Panasonic is also going to have to explore other battery chemistries such as lithium-air and lithium-metal.
Very cool! I've always been a fan of Panasonic, at least in consumer electronics (versus, say, Sony).
Good grief, the wait for the Model S is killing me.
I wonder if this will lower the cost of the battery packs or accelerate the introduction of the 300 mi pack.
It could. I wonder if Panasonic did this to entice Tesla to keep them as their main/only supplier?
Also, just for fun I did a bit of math regarding $30M worth of batteries if Tesla's battery cost is $300/kWh.
- $30M/$300/kWh = 100,000 kWh.
- The Roadster pack holds 53 kWh.
- 100,000 kWh/53 ≈ 1886 Roadster packs
Tesla has sold about 1,300 Roadsters but there is no way they paid $300/kWh until very recent Roadsters, if any. As such maybe it's safe to say Panasonic essentially reimbursed Tesla for all, or nearly all, their Roadster packs in exchange for 2% of Tesla.
This also (sorry for slight OT) puts Tesla's market evaluation at $1.5 Billion.
Probably some truth to that. Over the next several years, new battery technologies will move from testing to production phase. Some of these will be in the form of larger cells and/or offer increased range at lighter weight. In order to remain competitive, Panasonic cannot focus solely on L-ion. Tesla however must also try and develop packs that will easily accept the new types of batteries.
In the "Model X" YouTube video (http://www.youtube.com/watch?v=9cfHGDoniU0) Elon mentions at 2:53 that Tesla is "always looking at different chemistries." Tesla seemed to like the 18650 form factor due to economies of scale but I wonder if Tesla and Panasonic have been looking at different form factors for future (i.e. Roadster 3.0+, BlueStar, and beyond) vehicles.
Questions....could the $30 million dollars investment by Panasonic be a poly to become the lead supplier (stated earlier) of the packs for the Model S or are they making an attempt to garner Toyota's business as well?
If Panasonic develops a new type of battery or expands on the current capabilities, will Tesla Motor be first inline for this new technology?
Panasonic booth at CES 2011:
What was beig said about the Model S on the monitor next to the Tesla rep?
I think it is a slideshow talking about batteries to be supplied for Model S and such.
Related press release:
If Tesla can really buy their batteries for $300 per kilowatthour, then their 160 mile battery pack costs less than $12K. That means they are
buying cells at less than $2.30 apiece.

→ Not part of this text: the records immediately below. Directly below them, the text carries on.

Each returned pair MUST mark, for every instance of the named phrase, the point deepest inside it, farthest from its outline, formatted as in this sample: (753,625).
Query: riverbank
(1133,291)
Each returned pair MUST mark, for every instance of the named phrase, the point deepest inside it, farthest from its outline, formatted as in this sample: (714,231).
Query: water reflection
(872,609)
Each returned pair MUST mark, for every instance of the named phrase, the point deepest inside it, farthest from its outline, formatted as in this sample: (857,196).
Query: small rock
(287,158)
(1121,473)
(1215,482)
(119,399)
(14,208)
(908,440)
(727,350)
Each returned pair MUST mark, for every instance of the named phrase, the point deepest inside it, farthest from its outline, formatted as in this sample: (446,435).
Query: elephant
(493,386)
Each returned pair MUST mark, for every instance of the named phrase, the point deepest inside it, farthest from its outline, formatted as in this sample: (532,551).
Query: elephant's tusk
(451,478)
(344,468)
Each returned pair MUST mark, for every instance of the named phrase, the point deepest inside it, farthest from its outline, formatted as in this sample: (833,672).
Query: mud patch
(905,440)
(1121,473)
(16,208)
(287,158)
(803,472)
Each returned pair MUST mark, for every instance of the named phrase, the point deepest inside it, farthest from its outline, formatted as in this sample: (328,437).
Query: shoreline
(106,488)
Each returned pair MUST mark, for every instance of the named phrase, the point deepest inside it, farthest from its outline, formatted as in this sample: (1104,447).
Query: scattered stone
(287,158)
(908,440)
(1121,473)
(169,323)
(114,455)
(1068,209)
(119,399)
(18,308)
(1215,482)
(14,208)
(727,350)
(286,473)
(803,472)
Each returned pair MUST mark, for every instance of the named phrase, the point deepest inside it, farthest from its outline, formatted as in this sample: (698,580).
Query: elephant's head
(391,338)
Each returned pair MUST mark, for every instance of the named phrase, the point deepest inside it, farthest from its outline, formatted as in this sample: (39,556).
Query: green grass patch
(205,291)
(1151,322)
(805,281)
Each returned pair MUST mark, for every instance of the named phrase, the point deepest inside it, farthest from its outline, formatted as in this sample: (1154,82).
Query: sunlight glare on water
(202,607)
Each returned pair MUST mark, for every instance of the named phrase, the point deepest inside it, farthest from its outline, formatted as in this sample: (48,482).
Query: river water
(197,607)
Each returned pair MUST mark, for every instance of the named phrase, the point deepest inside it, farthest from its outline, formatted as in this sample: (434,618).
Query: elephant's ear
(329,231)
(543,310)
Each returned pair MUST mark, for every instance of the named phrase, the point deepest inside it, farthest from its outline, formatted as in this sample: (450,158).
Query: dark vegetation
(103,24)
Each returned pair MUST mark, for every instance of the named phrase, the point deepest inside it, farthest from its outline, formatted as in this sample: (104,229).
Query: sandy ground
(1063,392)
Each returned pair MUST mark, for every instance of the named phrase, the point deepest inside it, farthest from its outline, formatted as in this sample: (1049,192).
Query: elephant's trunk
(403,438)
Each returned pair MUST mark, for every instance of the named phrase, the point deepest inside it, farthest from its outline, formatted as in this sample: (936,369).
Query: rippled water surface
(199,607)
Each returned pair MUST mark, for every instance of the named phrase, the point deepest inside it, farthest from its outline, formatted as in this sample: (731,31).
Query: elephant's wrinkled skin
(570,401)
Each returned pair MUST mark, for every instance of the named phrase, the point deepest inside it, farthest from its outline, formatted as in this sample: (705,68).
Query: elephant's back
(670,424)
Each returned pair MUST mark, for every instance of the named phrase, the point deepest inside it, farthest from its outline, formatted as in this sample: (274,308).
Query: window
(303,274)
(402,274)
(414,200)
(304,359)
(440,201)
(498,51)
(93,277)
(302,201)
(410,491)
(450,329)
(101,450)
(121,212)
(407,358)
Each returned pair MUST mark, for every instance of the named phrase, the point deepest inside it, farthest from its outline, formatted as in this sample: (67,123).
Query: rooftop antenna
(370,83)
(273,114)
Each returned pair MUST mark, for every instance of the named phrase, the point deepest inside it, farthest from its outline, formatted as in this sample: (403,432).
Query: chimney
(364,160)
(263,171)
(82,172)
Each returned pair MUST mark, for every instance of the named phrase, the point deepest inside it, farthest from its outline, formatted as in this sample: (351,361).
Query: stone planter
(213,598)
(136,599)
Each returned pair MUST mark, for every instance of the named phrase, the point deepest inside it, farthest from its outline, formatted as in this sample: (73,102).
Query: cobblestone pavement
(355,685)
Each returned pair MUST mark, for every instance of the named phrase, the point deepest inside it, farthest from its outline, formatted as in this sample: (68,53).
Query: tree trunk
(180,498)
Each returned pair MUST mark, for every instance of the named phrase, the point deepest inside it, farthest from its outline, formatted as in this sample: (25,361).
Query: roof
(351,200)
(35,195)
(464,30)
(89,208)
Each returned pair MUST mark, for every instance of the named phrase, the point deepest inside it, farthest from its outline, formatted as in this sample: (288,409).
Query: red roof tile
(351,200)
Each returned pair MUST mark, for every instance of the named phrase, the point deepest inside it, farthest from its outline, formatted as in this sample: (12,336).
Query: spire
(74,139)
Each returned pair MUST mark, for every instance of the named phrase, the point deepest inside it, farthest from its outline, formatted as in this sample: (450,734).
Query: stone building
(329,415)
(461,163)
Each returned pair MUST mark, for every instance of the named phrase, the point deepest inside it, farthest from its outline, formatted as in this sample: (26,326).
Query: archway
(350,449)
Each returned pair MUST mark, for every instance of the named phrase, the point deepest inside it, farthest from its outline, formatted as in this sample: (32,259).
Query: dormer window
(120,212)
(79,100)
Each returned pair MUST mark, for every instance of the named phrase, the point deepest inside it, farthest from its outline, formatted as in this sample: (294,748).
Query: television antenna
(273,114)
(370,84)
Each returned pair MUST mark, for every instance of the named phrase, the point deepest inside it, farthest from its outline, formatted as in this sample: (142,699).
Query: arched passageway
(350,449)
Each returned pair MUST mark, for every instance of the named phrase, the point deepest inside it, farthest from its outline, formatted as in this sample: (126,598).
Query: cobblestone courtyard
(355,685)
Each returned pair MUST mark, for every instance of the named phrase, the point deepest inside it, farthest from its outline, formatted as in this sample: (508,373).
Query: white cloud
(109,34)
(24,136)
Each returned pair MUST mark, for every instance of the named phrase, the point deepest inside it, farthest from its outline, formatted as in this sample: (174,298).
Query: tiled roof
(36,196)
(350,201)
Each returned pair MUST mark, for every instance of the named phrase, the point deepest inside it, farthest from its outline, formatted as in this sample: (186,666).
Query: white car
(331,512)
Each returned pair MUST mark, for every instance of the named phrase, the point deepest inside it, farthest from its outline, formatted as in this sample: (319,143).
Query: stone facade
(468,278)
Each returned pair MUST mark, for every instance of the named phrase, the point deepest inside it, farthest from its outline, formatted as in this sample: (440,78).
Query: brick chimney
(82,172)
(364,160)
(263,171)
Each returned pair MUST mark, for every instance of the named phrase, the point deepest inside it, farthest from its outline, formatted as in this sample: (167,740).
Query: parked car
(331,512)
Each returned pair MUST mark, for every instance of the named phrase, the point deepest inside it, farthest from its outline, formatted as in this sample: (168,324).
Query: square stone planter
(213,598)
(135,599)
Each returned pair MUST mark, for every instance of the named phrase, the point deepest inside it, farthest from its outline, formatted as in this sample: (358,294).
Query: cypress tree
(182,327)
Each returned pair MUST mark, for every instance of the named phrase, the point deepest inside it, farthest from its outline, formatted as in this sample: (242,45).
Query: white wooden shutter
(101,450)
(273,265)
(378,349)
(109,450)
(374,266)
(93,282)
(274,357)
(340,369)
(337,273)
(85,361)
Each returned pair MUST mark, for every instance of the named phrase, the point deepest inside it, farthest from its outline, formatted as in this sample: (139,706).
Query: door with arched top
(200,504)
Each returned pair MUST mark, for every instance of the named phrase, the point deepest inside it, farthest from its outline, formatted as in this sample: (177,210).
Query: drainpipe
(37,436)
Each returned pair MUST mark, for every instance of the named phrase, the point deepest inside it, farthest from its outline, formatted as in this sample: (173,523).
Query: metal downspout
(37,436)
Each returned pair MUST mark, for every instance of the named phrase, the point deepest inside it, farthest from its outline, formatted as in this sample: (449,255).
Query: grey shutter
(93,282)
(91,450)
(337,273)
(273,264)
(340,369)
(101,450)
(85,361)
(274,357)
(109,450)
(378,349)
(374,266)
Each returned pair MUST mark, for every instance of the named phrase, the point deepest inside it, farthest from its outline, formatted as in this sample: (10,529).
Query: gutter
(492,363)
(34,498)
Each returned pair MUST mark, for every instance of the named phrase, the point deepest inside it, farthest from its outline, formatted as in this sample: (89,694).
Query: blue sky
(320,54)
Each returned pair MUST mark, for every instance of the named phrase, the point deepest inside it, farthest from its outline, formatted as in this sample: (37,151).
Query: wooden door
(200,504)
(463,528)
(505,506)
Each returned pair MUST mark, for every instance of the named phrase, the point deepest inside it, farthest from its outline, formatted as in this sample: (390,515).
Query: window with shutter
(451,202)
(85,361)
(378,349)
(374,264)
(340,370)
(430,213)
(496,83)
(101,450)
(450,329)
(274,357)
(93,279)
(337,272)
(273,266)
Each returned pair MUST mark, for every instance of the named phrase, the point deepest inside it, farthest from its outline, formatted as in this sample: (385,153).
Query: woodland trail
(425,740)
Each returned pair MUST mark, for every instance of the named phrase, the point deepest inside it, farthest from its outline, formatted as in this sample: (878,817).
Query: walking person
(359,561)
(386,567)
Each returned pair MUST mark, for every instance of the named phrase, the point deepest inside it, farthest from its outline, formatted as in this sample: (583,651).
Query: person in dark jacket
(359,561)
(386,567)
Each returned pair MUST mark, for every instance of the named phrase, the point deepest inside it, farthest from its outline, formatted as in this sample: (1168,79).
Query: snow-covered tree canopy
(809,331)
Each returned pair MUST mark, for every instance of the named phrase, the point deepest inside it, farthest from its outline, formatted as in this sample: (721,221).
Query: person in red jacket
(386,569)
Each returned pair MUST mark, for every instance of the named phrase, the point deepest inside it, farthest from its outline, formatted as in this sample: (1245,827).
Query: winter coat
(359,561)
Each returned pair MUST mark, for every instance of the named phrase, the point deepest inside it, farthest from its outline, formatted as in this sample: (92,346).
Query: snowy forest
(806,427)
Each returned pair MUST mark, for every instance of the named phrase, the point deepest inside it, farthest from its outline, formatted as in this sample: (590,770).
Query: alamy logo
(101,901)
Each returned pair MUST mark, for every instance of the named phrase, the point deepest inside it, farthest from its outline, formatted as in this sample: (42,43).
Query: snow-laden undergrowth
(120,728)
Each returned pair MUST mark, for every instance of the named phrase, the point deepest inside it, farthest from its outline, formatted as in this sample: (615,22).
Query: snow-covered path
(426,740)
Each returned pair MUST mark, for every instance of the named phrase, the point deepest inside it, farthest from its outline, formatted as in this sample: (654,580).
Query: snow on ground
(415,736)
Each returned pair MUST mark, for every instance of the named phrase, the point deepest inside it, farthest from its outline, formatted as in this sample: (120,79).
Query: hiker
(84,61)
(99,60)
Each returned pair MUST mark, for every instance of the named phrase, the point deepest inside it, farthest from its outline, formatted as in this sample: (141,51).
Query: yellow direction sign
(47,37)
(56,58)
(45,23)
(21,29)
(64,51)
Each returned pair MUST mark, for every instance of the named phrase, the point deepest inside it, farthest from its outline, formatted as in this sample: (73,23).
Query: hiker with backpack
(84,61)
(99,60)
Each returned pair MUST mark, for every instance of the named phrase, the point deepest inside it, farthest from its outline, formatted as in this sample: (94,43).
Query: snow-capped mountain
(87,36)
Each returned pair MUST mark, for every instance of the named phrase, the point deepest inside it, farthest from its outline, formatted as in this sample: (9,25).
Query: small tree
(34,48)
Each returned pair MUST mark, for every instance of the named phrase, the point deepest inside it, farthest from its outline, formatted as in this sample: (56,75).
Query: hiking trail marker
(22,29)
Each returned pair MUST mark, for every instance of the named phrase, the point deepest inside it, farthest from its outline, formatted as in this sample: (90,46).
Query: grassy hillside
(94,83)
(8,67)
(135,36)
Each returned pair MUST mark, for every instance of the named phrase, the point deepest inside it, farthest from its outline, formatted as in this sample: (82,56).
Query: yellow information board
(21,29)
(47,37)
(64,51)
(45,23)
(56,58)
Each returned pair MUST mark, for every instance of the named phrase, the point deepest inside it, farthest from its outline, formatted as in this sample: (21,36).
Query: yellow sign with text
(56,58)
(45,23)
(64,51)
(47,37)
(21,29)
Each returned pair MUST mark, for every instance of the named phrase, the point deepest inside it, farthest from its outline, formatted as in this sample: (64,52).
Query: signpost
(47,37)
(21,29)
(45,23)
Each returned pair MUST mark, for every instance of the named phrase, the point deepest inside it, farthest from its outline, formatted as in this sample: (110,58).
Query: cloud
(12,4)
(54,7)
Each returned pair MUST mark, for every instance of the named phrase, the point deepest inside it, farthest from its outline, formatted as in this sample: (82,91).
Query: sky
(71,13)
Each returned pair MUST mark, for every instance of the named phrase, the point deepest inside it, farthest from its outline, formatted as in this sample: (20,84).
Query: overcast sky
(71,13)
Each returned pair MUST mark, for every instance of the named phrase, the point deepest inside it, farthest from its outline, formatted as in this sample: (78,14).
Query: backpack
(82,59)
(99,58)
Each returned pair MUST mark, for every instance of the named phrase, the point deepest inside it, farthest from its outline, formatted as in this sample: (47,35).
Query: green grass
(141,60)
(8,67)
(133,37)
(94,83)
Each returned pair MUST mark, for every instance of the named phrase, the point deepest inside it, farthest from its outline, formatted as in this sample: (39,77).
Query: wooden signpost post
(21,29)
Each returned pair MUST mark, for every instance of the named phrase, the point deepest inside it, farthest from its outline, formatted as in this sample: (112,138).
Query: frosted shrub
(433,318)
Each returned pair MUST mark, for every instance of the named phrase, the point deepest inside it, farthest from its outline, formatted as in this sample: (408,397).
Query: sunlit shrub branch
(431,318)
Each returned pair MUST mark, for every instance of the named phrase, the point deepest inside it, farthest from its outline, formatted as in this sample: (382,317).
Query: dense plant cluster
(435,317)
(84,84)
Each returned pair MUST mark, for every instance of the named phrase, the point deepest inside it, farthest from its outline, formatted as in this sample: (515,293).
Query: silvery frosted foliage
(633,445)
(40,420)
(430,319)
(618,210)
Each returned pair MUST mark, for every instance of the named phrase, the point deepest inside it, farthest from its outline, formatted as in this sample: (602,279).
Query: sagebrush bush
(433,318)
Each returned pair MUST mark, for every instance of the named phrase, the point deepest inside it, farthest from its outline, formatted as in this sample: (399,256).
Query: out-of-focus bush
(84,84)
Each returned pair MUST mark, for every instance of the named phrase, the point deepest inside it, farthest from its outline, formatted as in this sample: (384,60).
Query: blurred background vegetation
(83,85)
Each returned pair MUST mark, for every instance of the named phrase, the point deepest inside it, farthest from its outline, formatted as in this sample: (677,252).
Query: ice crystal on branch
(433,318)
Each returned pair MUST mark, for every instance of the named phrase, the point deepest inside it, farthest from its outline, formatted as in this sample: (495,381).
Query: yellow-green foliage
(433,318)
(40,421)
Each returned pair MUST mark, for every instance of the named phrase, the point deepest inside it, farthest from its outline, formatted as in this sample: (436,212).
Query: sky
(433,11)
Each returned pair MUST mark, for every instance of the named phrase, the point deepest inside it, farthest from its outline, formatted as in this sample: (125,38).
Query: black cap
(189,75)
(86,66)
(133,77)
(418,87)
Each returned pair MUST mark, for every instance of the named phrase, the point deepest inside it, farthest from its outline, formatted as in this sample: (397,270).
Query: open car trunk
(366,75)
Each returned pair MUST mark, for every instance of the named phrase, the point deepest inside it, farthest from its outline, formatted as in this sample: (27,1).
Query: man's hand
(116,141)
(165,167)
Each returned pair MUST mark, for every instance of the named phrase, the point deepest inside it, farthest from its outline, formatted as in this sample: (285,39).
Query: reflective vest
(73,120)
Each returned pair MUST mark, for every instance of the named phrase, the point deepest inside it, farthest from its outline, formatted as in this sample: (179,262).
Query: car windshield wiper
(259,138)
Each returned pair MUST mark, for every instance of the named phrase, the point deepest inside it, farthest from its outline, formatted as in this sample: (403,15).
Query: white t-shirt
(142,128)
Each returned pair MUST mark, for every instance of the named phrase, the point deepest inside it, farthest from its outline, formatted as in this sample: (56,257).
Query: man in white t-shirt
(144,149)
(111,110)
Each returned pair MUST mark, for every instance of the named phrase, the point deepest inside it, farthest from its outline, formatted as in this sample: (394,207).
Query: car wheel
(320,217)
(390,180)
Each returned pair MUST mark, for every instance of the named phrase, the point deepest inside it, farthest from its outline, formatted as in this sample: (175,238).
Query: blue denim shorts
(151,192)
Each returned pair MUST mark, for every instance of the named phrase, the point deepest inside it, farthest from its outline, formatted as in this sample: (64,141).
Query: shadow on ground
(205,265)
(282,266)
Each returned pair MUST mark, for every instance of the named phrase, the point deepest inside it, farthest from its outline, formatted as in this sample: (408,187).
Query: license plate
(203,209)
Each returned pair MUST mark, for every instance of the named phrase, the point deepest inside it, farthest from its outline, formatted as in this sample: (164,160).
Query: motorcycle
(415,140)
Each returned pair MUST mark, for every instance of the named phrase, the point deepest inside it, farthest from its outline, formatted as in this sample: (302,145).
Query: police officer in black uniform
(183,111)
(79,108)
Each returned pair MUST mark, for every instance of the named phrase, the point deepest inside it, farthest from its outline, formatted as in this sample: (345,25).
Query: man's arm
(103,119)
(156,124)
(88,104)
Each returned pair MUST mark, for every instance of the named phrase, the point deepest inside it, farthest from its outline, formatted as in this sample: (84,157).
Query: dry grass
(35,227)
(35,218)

Seems unlikely, but if true, would presumably make their 300 mile
option cost around $11K over standard, and their 230 mile option around $5K.
Yes Bikester, $300 per kilowatthour does seem high. Since Tesla will be Panasonic's third largest customer they are sure to get that done to $150 KWR or so. Thank you for pointing out that error. You are so helpful.
the cost of a standard 2200mA cell is less than 1$ if you buy in quantity. the real cost are the protection circuits and the packages with the bms plus of course the profit, that tesla wants to make out of this.